Vu les pièces au dossier, la cour considère :
En fait :
1.
a)
Le 13 juin 2020, à la réquisition de
E.________, l’Office des poursuites du district de Nyon a notifié à K.________, dans
la poursuite
n° 9'614’974, un
commandement de payer le montant de 4'200 fr. plus intérêt à 5% l’an dès le
1er
juin 2020, indiquant comme titre de la créance ou cause de l’obligation : « Redevance
impayée du mois de mai 2020 selon le contrat de franchise du 24 décembre 2018 ». Le poursuivi
a formé opposition totale.
Le 13 juillet 2020, à la réquisition de E.________, l’Office des poursuites du district
de Nyon a notifié à K.________, dans la poursuite
n°
9'640’810, un commandement de payer le montant de 8'400 fr. plus intérêt à 5% l’an
dès le 1er
juillet 2020, indiquant comme titre de la créance ou cause de l’obligation : « Redevances
mensuelles impayées des mois de juin et juillet 2020 selon le contrat de franchise du 24 décembre
2018 (Fr. 4'200.00 x 2 mois) ». Le poursuivi a formé opposition totale.
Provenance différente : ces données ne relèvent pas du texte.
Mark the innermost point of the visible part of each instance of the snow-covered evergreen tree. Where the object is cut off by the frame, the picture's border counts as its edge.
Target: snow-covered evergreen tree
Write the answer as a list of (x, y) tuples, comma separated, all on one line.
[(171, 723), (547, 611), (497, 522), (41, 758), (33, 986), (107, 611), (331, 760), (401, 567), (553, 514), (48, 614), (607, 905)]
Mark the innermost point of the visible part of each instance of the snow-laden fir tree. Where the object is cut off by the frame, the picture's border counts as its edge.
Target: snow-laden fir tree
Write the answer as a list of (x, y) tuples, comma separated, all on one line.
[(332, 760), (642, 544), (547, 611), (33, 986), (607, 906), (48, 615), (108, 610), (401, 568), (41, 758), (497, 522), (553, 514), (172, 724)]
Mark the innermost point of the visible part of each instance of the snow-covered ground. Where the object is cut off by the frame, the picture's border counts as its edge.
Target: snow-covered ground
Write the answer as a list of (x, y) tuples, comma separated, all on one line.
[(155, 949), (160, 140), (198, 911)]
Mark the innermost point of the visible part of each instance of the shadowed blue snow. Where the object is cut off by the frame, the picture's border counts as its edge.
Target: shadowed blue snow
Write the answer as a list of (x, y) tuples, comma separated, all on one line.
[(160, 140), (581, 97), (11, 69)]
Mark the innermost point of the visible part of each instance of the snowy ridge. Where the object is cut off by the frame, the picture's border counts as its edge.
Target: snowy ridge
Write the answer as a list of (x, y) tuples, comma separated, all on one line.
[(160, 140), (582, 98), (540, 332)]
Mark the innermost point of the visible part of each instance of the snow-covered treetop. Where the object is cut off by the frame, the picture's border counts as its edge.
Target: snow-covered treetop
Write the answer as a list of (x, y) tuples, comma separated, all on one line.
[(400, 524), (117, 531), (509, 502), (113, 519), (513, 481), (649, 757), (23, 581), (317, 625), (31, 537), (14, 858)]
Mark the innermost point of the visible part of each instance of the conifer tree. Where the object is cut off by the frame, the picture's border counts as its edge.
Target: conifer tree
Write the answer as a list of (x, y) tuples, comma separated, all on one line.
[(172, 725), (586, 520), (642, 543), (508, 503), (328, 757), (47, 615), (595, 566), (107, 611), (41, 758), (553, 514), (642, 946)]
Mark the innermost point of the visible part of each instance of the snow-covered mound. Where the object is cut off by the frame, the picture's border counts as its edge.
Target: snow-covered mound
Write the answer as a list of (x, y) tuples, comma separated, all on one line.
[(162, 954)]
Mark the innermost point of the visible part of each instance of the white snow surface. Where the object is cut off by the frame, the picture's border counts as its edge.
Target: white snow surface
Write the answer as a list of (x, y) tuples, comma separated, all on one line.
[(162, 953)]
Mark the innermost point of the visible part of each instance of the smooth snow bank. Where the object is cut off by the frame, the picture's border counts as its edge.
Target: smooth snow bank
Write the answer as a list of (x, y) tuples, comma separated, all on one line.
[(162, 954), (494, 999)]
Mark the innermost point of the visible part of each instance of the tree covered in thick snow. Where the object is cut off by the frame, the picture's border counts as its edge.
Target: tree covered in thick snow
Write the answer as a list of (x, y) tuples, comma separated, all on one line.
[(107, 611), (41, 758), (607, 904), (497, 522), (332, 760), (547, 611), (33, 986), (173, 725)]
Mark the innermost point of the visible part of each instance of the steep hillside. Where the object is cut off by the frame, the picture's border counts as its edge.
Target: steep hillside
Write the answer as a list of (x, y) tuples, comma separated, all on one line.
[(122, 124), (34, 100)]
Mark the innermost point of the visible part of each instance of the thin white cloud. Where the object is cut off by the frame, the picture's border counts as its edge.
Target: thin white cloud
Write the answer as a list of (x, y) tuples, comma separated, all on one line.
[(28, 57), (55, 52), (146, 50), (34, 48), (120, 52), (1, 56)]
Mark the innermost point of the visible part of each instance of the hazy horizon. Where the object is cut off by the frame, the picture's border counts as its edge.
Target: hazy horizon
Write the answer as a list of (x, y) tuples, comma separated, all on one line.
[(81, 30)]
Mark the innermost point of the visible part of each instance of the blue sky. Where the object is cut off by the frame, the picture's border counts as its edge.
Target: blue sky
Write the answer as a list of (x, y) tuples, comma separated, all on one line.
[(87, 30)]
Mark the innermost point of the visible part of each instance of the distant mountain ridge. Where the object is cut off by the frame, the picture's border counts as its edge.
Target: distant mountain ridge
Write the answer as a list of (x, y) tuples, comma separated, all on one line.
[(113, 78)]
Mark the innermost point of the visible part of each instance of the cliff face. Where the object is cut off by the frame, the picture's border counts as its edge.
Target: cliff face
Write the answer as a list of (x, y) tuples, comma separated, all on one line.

b) Par requête du 28 juillet 2020, le poursuivant a requis du Juge de paix du district de Nyon qu’il prononce la mainlevée provisoire de l’opposition formée au commandement de payer n° 9'614’974 et la mainlevée provisoire partielle, soit pour la redevance du mois de juin 2020, de l’opposition formée au commandement de payer n° 9'640'810.
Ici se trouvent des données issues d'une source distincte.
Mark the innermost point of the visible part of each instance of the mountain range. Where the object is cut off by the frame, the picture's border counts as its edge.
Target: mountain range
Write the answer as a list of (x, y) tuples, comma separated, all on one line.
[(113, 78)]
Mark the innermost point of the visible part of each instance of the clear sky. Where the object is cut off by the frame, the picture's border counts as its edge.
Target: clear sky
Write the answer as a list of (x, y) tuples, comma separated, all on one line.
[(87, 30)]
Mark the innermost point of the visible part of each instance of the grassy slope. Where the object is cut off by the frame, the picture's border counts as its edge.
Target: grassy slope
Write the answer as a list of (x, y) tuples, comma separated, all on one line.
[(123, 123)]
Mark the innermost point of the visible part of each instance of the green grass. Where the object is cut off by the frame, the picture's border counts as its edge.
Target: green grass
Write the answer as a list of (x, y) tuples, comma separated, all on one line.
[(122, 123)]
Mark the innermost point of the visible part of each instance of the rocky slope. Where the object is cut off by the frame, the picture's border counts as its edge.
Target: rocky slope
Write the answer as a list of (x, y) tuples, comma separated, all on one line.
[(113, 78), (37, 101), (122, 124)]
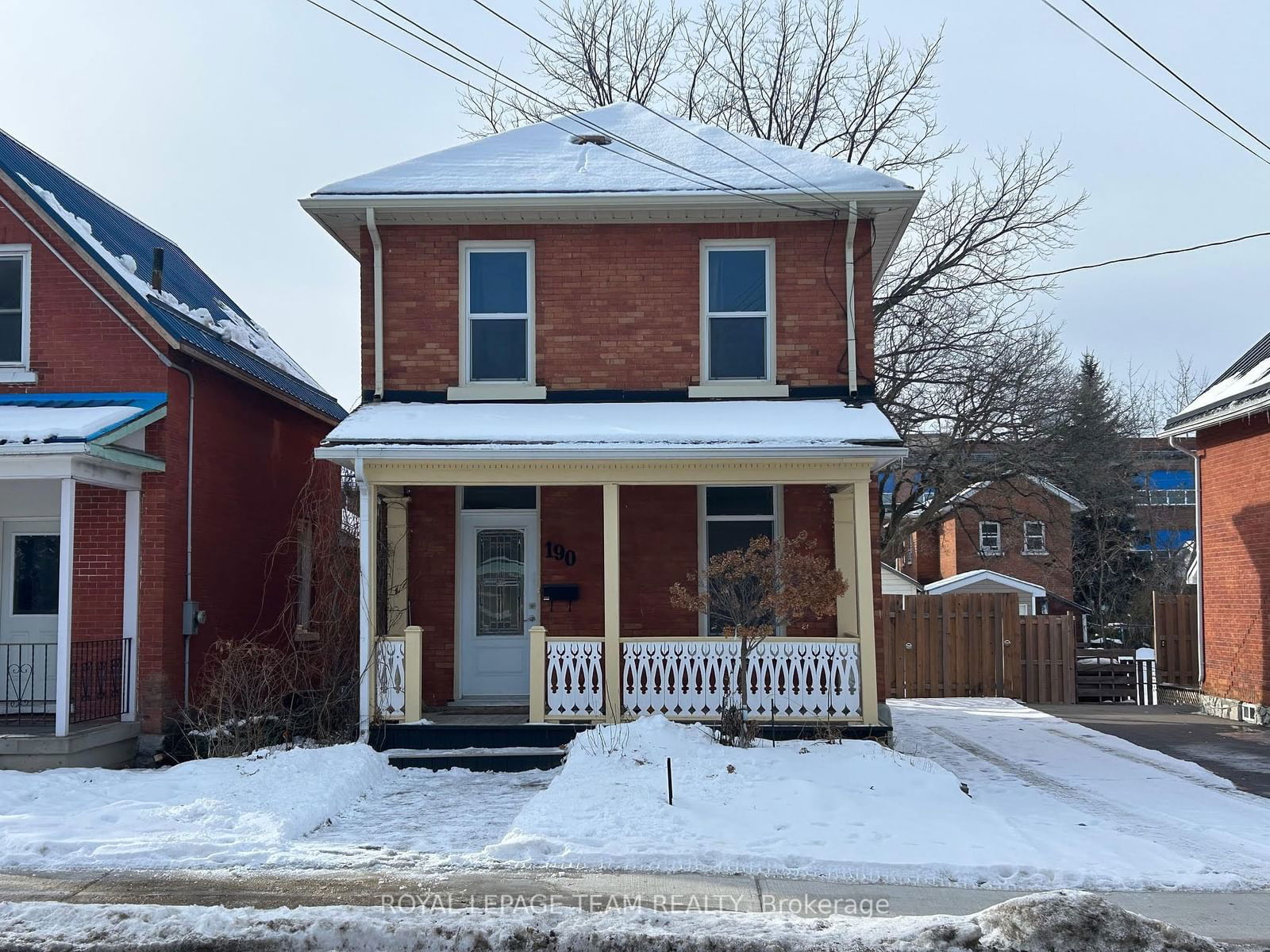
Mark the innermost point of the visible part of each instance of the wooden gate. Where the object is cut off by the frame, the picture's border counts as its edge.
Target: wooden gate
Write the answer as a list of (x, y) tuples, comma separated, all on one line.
[(1176, 639), (976, 645)]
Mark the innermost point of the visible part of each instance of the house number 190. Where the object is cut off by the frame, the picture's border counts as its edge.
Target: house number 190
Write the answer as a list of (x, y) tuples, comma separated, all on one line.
[(554, 550)]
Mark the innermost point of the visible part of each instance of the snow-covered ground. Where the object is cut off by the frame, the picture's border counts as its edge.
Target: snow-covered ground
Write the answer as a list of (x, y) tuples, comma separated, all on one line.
[(1057, 922), (1051, 805)]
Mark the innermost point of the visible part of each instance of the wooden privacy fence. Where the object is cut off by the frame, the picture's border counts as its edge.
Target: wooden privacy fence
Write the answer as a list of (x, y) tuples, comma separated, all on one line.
[(1176, 639), (977, 645)]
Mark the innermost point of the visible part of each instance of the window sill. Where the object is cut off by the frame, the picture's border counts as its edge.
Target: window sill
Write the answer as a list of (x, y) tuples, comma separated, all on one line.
[(738, 390), (497, 391)]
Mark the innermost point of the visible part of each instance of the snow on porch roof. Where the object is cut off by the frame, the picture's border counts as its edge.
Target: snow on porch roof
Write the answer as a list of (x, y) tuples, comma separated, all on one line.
[(723, 424), (70, 418)]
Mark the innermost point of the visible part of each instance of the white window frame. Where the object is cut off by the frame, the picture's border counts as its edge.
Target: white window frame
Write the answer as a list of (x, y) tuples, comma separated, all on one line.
[(760, 386), (704, 520), (468, 387), (995, 550), (1029, 535), (19, 371)]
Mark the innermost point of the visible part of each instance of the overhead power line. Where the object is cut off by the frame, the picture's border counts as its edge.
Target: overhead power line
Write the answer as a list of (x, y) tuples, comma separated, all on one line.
[(1168, 93), (484, 70), (1170, 71)]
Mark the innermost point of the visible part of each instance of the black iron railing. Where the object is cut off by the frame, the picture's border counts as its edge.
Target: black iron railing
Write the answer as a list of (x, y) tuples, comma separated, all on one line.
[(98, 685), (29, 693)]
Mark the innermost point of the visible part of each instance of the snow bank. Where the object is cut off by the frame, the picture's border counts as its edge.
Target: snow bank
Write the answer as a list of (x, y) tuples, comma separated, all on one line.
[(230, 327), (226, 812), (1043, 923), (850, 810)]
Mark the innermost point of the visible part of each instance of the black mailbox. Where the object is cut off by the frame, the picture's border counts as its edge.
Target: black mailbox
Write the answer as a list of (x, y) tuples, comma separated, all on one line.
[(560, 593)]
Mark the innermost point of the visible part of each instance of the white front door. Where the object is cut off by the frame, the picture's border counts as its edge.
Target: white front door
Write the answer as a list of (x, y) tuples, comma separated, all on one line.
[(498, 602), (29, 613)]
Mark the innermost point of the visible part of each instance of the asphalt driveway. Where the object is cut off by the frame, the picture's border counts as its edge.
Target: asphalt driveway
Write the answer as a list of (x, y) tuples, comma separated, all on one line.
[(1240, 753)]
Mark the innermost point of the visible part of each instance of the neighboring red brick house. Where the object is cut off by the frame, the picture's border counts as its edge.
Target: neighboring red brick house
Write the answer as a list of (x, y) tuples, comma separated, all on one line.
[(992, 536), (586, 370), (1232, 459), (112, 555)]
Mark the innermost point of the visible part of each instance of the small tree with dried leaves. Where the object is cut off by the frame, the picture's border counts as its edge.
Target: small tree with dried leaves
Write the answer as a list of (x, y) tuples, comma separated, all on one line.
[(755, 592)]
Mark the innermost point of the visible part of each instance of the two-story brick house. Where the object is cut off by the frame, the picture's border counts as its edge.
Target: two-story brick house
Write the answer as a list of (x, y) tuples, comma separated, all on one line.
[(152, 443), (1231, 422), (1010, 536), (597, 351)]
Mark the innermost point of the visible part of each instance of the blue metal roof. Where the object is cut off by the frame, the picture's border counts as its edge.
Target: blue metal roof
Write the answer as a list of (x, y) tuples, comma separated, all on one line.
[(144, 403), (121, 234)]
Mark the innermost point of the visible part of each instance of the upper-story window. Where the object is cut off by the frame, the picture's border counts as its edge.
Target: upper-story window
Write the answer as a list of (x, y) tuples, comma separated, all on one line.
[(738, 311), (990, 539), (1034, 537), (14, 306), (497, 301)]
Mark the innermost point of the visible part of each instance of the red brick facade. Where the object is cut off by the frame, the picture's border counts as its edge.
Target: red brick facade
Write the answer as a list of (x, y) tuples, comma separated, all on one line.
[(952, 545), (253, 452), (1235, 512), (616, 308)]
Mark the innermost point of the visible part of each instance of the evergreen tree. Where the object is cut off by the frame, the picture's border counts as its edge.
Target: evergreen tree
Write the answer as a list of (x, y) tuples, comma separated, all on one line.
[(1095, 457)]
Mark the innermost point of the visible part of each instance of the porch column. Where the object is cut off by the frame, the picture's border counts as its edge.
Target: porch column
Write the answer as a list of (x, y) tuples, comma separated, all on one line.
[(613, 606), (65, 579), (366, 597), (852, 549), (131, 598)]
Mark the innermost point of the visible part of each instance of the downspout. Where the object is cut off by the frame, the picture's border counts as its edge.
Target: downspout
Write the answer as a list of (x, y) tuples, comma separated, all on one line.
[(1199, 559), (379, 301), (852, 371), (169, 365)]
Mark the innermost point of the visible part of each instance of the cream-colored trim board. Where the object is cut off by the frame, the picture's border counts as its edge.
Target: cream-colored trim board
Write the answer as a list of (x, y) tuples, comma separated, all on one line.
[(737, 391), (613, 602), (633, 473), (495, 391), (864, 606)]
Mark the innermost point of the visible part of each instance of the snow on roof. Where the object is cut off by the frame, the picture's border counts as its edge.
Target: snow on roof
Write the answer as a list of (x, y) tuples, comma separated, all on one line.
[(190, 306), (969, 492), (1241, 390), (544, 159), (46, 424), (983, 575), (628, 425)]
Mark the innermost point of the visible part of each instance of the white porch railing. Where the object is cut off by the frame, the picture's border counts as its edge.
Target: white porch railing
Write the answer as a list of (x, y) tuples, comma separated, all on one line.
[(692, 678), (575, 677), (789, 678), (398, 676)]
Par requête du 10 août 2020, le poursuivant a requis du Juge de paix du district de Nyon qu’il prononce la mainlevée provisoire partielle, soit pour la redevance du mois de juillet 2020, de l’opposition formée au commandement de payer n° 9'640'810.
A l’appui de ses deux requêtes, le poursuivant a produit les mêmes pièces, à savoir les deux commandements de payer précités et, notamment :
- un « contrat de franchise » conclu le 24 décembre 2018 entre K.________, franchisé, et E.________, franchiseur, ayant pour objet une « arcade pour cordonnerie multi-services selon concept [...] », prenant effet « dès la signature des deux parties du 01.01.2019 jusqu’au 31.12.22 », résiliable quatre mois à l’avance pour la fin d’un mois, prévoyant le paiement par le franchisé au franchiseur d’une garantie de loyer de 5'000 fr. payable au plus tard le 31 décembre 2018 et le versement d’un loyer mensuel de 4'200 fr. charges comprises (ch. 8) ; le contrat donne la définition suivante de l’accord :
« 12. Définition de la franchise
Le franchiseur développe, organise et promeut les activités et services à la clientèle se rapportant en particulier à la cordonnerie (réparation/entretien), aux clefs (reproduction/ produits annexes), aux montres (piles/bracelets) ainsi qu’aux timbres et plaques. Le franchiseur et détenteur de connaissances spécifiques et de biens matériaux.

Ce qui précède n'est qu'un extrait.